A second suspect in a kidnapping, torture and murder investigation in Mexico has been arrested, prosecutors said Wednesday, after grisly images of them leaked, prompting public fury.
In August, a week after the group of five childhood friends aged 19 to 22 vanished in the western state of Jalisco, police found charred bones and four skulls at a property in the area.
Photos and videos emerged showing the men kneeling with their hands bound, and the moment one of them was attacked with a blunt object and a knife.
One clip appeared to show one friend attacking another, presumably forced to do so by their captors.
A man identified as Celestino M. had been taken into custody in connection with the disappearance, the local prosecutor’s office said Wednesday.
On Monday, authorities announced they had arrested another man, identified as Rogelio M., on charges related to the disappearances in the city of Lagos de Moreno.
The five men were kidnapped on August 11 while they chatted in the working-class neighborhood of San Miguel.
Jalisco Governor Enrique Alfaro previously said their disappearance was “evidently linked to organized crime.”
“We are facing irrational, violent and direct attacks on the stability of Jalisco that demand a reaction from the Mexican state,” he added.
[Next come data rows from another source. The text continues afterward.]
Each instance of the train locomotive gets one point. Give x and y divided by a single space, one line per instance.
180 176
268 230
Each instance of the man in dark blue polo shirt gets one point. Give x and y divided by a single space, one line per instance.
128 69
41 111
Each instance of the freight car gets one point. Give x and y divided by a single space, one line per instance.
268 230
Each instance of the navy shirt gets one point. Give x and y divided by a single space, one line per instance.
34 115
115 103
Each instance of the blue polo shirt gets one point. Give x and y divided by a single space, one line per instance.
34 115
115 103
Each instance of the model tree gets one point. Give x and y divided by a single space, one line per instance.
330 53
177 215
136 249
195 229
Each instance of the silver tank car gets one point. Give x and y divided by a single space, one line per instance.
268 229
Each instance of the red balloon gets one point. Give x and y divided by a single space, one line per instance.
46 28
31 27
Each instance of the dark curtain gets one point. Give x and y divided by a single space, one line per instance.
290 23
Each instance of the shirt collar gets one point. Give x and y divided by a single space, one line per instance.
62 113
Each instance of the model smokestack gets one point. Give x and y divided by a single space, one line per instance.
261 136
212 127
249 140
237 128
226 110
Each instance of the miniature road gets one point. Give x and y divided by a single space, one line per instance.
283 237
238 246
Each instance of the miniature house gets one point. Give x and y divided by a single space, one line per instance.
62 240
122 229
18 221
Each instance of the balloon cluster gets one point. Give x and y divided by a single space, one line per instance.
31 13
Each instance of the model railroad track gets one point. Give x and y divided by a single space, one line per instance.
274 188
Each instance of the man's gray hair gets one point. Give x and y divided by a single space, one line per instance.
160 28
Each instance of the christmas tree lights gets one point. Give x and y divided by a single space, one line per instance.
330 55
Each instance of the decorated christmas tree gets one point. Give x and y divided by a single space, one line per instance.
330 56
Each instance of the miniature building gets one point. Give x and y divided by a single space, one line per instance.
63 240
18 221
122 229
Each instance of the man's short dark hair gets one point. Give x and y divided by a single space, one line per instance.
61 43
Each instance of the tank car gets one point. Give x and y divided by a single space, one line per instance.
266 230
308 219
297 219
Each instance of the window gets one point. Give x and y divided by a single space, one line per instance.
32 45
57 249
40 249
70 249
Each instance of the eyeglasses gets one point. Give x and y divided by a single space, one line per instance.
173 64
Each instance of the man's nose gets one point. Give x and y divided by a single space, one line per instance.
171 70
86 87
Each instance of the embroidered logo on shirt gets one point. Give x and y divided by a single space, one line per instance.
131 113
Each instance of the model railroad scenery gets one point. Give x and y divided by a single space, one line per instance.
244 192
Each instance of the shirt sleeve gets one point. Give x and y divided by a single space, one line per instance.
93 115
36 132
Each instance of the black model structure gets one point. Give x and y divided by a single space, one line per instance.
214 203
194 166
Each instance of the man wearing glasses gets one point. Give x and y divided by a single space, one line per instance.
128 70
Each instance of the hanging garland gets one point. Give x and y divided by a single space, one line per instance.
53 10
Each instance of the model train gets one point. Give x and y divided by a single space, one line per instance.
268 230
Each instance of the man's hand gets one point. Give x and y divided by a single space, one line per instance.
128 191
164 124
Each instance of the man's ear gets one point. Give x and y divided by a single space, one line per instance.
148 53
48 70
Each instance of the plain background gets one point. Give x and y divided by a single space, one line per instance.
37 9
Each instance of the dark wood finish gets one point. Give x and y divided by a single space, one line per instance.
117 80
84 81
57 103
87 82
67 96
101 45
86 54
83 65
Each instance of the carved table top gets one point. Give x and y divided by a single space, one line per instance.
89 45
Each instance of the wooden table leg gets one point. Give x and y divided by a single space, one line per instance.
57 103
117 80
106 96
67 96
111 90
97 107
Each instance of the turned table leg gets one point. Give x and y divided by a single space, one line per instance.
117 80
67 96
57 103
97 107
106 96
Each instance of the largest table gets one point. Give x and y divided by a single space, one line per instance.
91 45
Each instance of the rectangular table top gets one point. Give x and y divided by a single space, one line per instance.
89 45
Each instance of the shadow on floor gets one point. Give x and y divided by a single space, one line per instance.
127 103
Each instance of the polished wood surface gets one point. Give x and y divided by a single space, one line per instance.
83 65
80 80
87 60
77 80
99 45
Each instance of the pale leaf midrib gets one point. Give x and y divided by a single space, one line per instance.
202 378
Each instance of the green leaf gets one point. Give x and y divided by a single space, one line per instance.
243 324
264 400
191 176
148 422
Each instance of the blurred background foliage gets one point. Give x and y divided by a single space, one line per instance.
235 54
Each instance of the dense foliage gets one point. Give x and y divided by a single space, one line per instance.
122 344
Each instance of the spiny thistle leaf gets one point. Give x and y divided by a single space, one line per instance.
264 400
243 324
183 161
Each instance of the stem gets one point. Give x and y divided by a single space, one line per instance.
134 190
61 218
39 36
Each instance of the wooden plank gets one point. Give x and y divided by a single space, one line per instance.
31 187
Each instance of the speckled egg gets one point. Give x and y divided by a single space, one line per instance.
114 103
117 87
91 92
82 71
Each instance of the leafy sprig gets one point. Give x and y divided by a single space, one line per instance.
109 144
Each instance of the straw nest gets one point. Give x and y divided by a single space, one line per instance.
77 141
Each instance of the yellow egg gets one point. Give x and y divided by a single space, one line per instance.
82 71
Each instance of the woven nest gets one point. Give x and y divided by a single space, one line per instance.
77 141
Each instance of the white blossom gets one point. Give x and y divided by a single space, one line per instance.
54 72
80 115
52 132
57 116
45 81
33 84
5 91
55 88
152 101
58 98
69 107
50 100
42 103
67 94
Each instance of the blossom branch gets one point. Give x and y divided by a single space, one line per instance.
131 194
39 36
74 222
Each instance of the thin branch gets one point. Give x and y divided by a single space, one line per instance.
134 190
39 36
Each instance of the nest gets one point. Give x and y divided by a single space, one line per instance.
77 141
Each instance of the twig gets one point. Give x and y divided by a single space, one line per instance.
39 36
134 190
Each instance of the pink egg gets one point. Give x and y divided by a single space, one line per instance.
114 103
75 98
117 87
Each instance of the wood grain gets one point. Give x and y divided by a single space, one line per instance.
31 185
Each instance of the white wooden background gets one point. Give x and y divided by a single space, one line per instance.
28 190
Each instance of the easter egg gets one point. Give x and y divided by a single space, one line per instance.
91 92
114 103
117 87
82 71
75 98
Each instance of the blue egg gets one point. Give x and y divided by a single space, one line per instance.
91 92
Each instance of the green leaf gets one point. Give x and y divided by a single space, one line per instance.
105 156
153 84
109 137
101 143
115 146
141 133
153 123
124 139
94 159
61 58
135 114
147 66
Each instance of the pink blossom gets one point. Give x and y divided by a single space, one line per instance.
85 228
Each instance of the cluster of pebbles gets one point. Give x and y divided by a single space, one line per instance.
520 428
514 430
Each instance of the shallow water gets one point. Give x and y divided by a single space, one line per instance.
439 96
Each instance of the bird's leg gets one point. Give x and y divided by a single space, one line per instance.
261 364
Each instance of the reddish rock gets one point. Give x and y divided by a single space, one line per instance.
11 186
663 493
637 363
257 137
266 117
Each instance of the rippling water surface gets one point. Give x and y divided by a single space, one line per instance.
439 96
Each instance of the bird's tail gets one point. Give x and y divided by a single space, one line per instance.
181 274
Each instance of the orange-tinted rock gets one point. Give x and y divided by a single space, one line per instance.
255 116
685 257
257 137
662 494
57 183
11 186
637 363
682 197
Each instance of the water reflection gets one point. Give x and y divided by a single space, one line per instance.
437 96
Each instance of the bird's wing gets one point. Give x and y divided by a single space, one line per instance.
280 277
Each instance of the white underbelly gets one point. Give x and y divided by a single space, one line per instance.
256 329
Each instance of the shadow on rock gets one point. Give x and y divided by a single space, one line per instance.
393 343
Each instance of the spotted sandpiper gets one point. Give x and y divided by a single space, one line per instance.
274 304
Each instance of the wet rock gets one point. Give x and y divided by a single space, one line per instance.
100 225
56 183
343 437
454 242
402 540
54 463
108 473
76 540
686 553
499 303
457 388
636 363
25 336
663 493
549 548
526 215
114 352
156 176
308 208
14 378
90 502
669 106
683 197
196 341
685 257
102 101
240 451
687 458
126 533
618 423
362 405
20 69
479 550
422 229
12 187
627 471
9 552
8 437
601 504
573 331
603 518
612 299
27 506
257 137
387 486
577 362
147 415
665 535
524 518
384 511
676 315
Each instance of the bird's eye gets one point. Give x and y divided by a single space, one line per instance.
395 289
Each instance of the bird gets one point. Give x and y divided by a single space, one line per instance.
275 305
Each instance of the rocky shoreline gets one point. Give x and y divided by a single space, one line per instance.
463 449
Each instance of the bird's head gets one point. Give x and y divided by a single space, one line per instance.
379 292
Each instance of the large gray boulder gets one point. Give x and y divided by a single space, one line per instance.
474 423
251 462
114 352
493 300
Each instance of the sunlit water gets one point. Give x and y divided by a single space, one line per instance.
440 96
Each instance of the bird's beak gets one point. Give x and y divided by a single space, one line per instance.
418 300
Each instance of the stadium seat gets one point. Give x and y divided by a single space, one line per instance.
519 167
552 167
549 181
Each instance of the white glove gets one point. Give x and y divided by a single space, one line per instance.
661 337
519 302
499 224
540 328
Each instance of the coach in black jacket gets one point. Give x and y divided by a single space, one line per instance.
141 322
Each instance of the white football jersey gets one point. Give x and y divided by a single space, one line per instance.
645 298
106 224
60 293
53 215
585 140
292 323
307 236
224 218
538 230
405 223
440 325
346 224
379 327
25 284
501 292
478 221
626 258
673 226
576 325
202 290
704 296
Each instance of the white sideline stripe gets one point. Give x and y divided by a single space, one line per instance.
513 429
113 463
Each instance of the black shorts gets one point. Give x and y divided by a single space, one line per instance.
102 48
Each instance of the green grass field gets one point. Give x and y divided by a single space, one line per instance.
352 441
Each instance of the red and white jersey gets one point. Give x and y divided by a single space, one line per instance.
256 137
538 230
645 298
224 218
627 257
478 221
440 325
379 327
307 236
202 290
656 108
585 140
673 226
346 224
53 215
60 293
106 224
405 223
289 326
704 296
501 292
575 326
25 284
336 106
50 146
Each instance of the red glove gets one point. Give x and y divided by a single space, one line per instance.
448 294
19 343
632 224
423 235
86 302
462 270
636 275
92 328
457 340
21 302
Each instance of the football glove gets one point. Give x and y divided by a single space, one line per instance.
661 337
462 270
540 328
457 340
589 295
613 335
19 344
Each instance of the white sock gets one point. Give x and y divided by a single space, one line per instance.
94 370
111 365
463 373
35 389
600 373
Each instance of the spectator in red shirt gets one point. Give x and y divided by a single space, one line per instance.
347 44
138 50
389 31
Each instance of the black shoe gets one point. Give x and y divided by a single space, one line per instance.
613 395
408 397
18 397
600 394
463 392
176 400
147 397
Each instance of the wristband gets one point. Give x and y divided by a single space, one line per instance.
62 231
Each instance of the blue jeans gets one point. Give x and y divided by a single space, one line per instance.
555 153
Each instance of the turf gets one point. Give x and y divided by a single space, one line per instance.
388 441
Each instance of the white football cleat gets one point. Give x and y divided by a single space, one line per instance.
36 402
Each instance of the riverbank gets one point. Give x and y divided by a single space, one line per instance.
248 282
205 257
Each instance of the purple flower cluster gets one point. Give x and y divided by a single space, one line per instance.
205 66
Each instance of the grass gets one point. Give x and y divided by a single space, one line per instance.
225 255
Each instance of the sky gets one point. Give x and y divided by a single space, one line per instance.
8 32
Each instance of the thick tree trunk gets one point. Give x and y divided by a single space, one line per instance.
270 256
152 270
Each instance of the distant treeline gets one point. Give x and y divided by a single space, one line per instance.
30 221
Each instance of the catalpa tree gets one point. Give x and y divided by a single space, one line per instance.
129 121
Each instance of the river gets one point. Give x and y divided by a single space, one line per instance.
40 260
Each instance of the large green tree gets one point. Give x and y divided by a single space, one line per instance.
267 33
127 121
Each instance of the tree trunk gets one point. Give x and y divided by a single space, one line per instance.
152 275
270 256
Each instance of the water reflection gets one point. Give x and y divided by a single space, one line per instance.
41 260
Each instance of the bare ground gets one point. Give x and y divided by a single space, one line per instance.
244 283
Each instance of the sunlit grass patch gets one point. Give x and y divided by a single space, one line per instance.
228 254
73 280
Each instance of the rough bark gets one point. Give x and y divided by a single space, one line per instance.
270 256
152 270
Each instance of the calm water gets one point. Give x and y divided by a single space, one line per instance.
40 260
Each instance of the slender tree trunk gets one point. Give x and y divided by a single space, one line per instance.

One of the most powerful organized crime groups in Mexico, the Jalisco New Generation cartel, operates in the region and is embroiled in turf wars with rival drug syndicates.
The case has stunned residents of Lagos de Moreno, home to a thriving dairy industry, colonial buildings and flower-filled parks honored as a UNESCO World Heritage Site.
The city has registered more than 400 missing persons since 2009.
Many are believed to have ended up in clandestine graves and crematoria, or their remains dissolved in acid.
News of the arrest comes a week after six teenagers kidnapped in the neighboring state of Zacatecas were confirmed dead.
The 14-to-18-year-olds had been abducted by an armed group after a party less than a week earlier.
Mexico has recorded more than 420,000 murders since the launch of a controversial military anti-drug offensive in 2006.
Since then, the country’s murder rate has tripled to 25 per 100,000 inhabitants.
It has registered more than 110,000 disappearances since 1962, most attributed to criminal organizations.
About 15,000 of those have happened in Jalisco, the highest number among Mexico’s 32 states.